In a sample of excised skin, 1.9% of a radiolabelled topical dose fully penetrates the skin, and 2.6% remains in the skin. The radiolabelled dose that fully penetrates the skin is recovered as benzoic acid, while the dose in the skin is approximately half benzoic acid and half benzoyl peroxide. 95.5% of a radiolabelled dose is not absorbed or metabolized after 8 hours.
Half Life
In one clinical study, after ten days of treatment with 2g of 0.3% cream or gel, the terminal half-life was between 7 and 51 hours, with a mean of 17.2 ± 10.2.
Clearance
Adapalene is rapidly cleared from blood plasma, typically undetectable after 72 hours following topical application.
Elimination Route
Adapalene is primarily excreted by the biliary route at about 30 ng/g of the topically applied amount. Approximately 75% of the drug remains unchanged.
Benzoyl peroxide's metabolite benzoic acid, is eliminated in the urine. Data regarding fecal elimination is not readily available.
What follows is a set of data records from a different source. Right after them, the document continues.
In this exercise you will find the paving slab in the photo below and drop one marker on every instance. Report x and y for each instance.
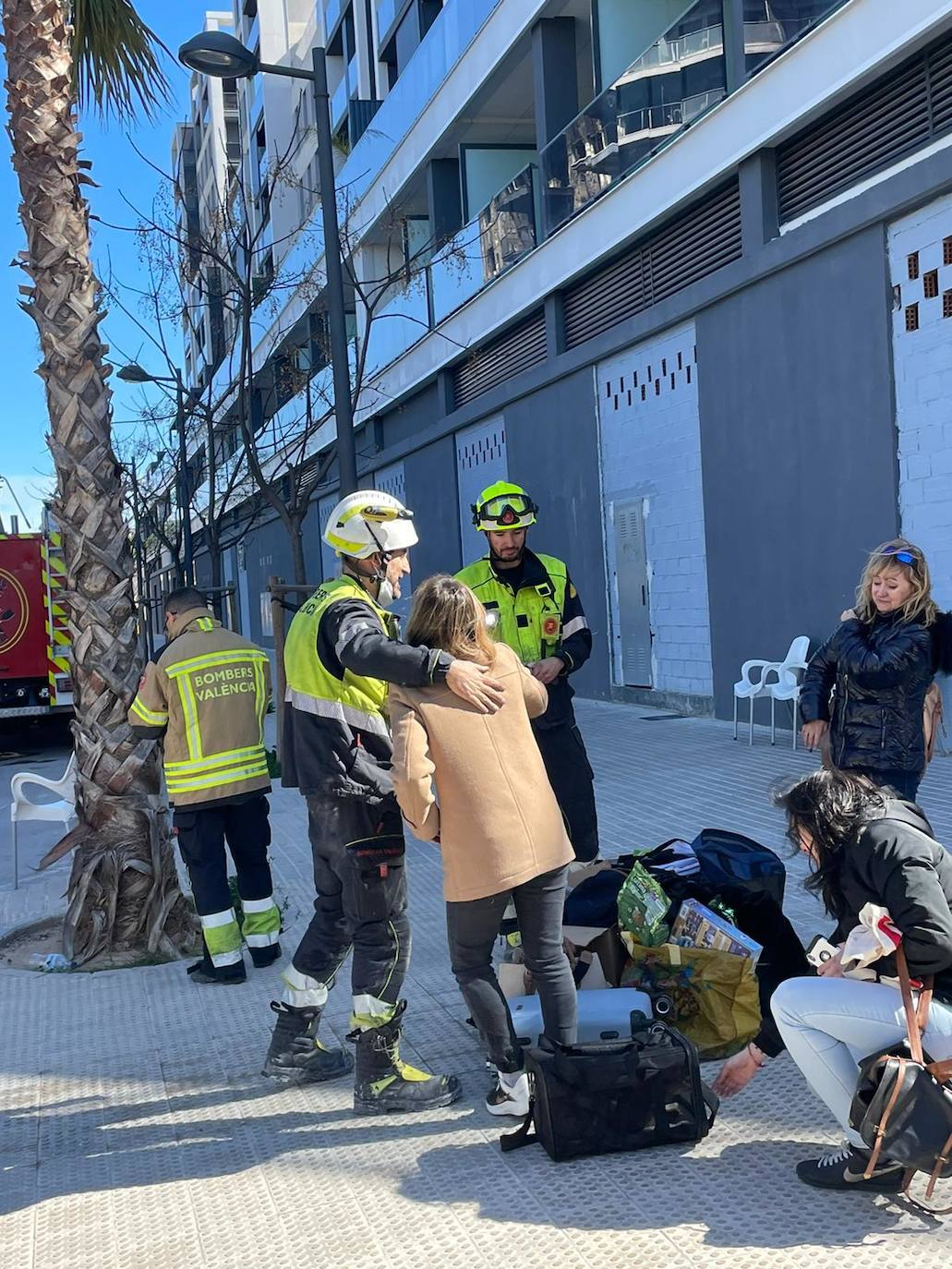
(136, 1132)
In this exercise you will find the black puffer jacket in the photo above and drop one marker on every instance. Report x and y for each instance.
(881, 672)
(895, 862)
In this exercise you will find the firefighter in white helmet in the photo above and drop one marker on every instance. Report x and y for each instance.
(341, 652)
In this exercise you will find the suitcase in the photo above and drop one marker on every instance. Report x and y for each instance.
(603, 1014)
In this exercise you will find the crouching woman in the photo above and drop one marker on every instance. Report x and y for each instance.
(476, 784)
(863, 847)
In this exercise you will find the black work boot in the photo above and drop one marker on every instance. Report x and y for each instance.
(295, 1051)
(263, 957)
(383, 1084)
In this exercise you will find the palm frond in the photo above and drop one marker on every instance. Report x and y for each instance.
(117, 60)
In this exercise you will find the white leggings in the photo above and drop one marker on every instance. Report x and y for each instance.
(830, 1024)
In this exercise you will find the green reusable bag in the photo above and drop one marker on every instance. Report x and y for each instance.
(643, 906)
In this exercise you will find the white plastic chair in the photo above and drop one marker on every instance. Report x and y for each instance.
(751, 687)
(61, 811)
(787, 682)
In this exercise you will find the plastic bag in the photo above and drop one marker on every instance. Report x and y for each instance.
(715, 994)
(734, 867)
(643, 908)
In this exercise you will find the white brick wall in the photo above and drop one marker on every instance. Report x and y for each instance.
(651, 450)
(922, 362)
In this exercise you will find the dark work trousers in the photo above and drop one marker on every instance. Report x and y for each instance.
(473, 928)
(572, 778)
(361, 882)
(202, 833)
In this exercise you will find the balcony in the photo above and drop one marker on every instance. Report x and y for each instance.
(669, 87)
(397, 325)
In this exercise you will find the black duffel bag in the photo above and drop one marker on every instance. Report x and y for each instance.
(903, 1103)
(599, 1099)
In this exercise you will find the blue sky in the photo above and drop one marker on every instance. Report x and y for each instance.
(24, 460)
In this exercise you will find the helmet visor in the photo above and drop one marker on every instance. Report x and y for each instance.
(507, 512)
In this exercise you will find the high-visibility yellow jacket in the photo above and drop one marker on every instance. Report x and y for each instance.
(206, 695)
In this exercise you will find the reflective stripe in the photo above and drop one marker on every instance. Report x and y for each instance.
(189, 712)
(187, 784)
(302, 991)
(258, 905)
(213, 659)
(576, 623)
(261, 940)
(223, 937)
(306, 703)
(152, 717)
(226, 757)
Pregnancy & Breastfeeding use
Pregnancy: Category C. There are no well-controlled studies in pregnant women.
Nursing Mothers: It is not known whether Adapalene is excreted in human milk. Because many drugs are excreted in human milk, caution should be exercised when Adapalene 0.1% cream is administered to a lactating mother.
Pregnancy Category C. Either studies in animals have revealed adverse effects on the fetus (teratogenic or embryocidal or other) and there are no controlled studies in women or studies in women and animals are not available. Drugs should be given only if the potential benefit justifies the potential risk to the fetus.
Contraindication
Adapalene should not be administered to individuals who are hypersensitive to Adapalene or any of its components.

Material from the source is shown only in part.